The chapter begins with Vance witnessing a police officer holding a person at gunpoint and he begins to repeat the word "no" over and over again while running away from the site of the protests. As he runs away and down an alley, he laments the way things have turned out and, against a backdrop of increasingly violent acts of police brutality, wonders if all this violence is what democracy looks like and comes to think this isn't the revolution they were fighting for. As the unknown person that was being held at gunpoint is shot at, Vance metaphorically asks Frey "is this the revolution you were fighting for?" before the words get censored away and we are shown an access denied page by Solar Eye.
Many of the protest signs were taken directly from real ones. I was very awed by all the creative signs I saw when I participated in the occupy protests.
The inspiration for the line of riot police came from my own encounters with them during a Free Bradley Manning protest near my university [UC Berkeley]. We disbanded before real conflict borke out, but the imagery stayed vivid in my mind.
The infamous Pepper Spray Cop meme was incorporated into this scene.
I have friends at UCDavis so the police brutality was very painful to see. At the same time, my fellow UC Berkeley students and professors were being beaten by the police as well. This happened a few hours after I left the protest. A class was canceled because a professor had to be hospitalized.
Even more violent clashes occurred in the neighboring city of Oakland. But nothing in American can truly compare with the brutality faced by protesters in the Arab Spring.
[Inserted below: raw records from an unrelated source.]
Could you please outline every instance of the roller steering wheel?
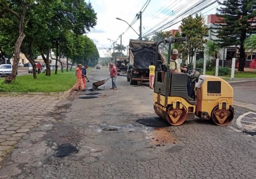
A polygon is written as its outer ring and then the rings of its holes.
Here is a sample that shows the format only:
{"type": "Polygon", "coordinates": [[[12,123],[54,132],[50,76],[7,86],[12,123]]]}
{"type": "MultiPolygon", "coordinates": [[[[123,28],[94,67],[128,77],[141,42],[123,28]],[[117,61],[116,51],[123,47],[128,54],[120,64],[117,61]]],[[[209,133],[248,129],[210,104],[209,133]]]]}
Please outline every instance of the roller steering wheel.
{"type": "Polygon", "coordinates": [[[187,70],[187,71],[184,71],[182,72],[182,73],[187,73],[188,75],[190,75],[194,69],[195,68],[188,68],[188,69],[187,70]]]}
The censored website design is taken from screen captures presented by Jacob Appelbaum when he gave a talk about how to use TOR to get over firewalls in various countries.
The cartoon cop is a parody of the Chinese internet police cartoons that was used to remind netizens that they are being watched and shouldn't post anything controversial.
The phrase "very violent/ and or very erotic" is a parody of 很黄很暴力. A phrase the Chinese government used on TV to convince the citizens that the extensive internet censorship is to protect children against porn and violence. The obvious propaganda was ridiculed by netizens and became a meme.